Sunday, May 22, 2011

Pitfalls to Virtualizing Exchange 2010

Exchange performs best when it can interact with the physical components of a server directly. If you disagree with this statement that’s usually a symptom exhibited right after a vmware conference - hopefully it will go away.

Before I go into the pitfalls, let me say I love virtualization - most of my Exchange 2010 deployments are virtualized. Virtualization is fantastic for small deployments of Exchange 2010 as it provides many advantages including increasing energy efficiency and requiring less hardware with server consolidation. What us Exchange people are arguing is there are times you do not want to virtualize an Exchange server.

One statement VMware makes is "Virtualize enterprise apps, including Oracle, Exchange, SQL Server, Sharepoint and SAP, and deliver the highest SLAs and top performance.", please see: http://www.vmware.com/virtualization/. How is virtualizing your infrastructure going to achieve top performance? Top performance can only be achieved when software can interact directly with physical hardware bypassing hypervisors completely.

VMware have published publicly that Exchange 2010 DAG replication is supported - please see:

http://kb.vmware.com/selfservice/microsites/search.do?language=en_US&cmd=displayKC&externalId=1037959

This is officially NOT supported by Microsoft. Just because VMware had it working in their lab doesn't with "simulated load generators" doesn't mean it will behave correctly in a production environment - I am talking here from experience. The Microsoft Exchange product team has clearly stated that both HyperV live migration and VMotion are not supported. You can see the link: http://technet.microsoft.com/en-us/library/aa996719.aspx. The link states that you're not supported if you use VMotion/SRM (etc) at the same time as the DAG. That's the support statement. Period.

I have seen problems directly related to virtualizing clustered Exchange 2010 mailbox servers. I have seen virtualized Exchange servers where the windows cluster had kicked the server out of being a cluster member. When you try and readd the node back into the cluster, the cluster node would join and then be evicted again. This can be resolved by evicting the node via ConfigurationOnly and removing it from Windows Clustering. The problem? The Witness! It appears the Witness was locked and the new (old) node could not access it. As it turns out the client vmotioned the server to another node and that's when all the problems began.

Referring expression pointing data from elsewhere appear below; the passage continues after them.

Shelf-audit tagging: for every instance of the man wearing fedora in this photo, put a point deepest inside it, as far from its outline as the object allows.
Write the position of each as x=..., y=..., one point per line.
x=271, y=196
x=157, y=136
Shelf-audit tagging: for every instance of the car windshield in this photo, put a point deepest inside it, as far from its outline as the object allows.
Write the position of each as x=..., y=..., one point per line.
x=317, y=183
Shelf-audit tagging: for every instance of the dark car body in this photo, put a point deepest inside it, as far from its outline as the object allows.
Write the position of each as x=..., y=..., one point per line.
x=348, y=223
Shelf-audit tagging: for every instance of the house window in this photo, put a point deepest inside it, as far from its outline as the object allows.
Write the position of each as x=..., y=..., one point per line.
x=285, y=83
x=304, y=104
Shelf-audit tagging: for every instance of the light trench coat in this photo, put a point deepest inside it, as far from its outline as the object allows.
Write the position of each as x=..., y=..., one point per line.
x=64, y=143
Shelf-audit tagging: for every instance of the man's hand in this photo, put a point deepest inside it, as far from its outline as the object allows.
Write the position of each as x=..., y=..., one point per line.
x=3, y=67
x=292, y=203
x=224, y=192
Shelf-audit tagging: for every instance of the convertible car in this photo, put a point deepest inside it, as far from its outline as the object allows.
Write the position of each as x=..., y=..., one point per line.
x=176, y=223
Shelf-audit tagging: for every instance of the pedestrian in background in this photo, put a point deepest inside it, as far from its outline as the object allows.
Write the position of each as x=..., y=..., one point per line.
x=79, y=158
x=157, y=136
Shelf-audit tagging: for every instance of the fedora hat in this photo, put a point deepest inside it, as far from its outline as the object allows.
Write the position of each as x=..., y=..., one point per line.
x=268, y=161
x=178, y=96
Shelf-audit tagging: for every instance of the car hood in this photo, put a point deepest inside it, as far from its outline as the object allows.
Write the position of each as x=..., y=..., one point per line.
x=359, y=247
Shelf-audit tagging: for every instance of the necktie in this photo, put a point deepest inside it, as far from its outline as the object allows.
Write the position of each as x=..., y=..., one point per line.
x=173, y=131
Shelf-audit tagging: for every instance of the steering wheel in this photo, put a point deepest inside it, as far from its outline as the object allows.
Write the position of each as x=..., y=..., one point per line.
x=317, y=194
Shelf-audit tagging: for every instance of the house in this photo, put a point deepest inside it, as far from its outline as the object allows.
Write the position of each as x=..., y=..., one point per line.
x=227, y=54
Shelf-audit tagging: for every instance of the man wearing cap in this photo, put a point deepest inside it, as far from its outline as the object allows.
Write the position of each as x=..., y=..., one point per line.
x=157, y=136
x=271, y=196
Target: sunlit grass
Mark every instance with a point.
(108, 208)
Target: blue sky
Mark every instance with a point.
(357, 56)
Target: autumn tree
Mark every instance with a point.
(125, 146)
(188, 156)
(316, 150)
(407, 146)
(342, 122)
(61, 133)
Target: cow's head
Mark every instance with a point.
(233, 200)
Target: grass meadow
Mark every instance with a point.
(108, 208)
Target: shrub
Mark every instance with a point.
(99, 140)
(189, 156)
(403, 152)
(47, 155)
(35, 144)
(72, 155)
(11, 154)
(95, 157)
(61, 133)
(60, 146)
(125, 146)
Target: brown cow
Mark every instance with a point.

I have just got back to Australia from MSIDC (Microsoft Indian Development Centre). During my time at MSIDC I had an interesting debate internally with a Microsoft virtualization MVP named Susantha Silva on this subject. Virtualization MVP's ususally think everything should be virtulized, I'm sure they would virtualize the operating system on their mobile phone if they could! Present during this debate was Sheesh Dubey, Hyper V Program Manager for Microsoft. This debate was closed by Sheesh Dubey saying "If a product team states their application should not be virtualized in any particular circumstance, you should always follow the advise of the product team as they have reasons behind any statement they make."

A pitfall when Virtualizing mailbox servers that are a member of a cluster is taking snapshots in regards to transaction log replication. Go on take a snapshot of a server performing log replication. Have fun fixing it!

Another pitfall to Virtualization is low-balling the RAM because "it's a VM and we can add it whenever". Exchange 2010 was architectured to use slow disk, as a result it needs more memory to provide ample disk cache. Make sure you use the Exchange Storage calculator and calculate your RAM correctly.

Next problem we have is with a concept called Dynamic Memory. This is when a virtual machine is able to automatically extend the amount of memory it has allocated and return it to the hypervisor when its not required through a concept called Ballooning. SQL Server now supports Dynamic Memory as per http://support.microsoft.com/kb/956893, but Exchange 2010 mailbox role however does not (all other Exchange 2010 roles do). This is because the Mailbox Role in Exchange Server does not change its memory allocations on the fly. I encourage you to do a google/bing search for "dynamic memory exchange".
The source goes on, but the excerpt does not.